In adults and pediatric patients, naloxone may be administered intravenously. Appropriate doses of naloxone, via intranasal, intramuscular, intraosseus, or subcutaneous administration may be necessary if the intravenous route is not available. If the desired degree of opioid-related toxicity counteraction and improvement are not obtained, naloxone may be repeated at two- to three-minute intervals. If no response in opioid-related effects is observed after naloxone has been administered, then diagnosis of opioid-induced toxicity should be questioned.
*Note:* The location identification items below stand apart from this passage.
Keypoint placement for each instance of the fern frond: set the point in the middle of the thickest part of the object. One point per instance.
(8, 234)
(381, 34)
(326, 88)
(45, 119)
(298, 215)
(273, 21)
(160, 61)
Refer to the naloxone prescribing information for complete information on initial and subsequent dosages.

For patients whose adverse reactions are responsive to naloxone, monitor vital signs, neurologic and cardiopulmonary status for recurrence of opioid overdose symptoms for at least 24 hours after the last dose of naloxone, due to the prolonged intestinal retention of loperamide and the short duration (one to three hours) of naloxone. Patients with severe CNS or respiratory depression, and those who require multiple doses of naloxone to reverse symptoms, should be admitted to the hospital and may require intensive care.

Laboratory Testing

Standard drug screens for opioids do not include an assay for loperamide; such testing for opioids will yield negative results even in the presence of loperamide.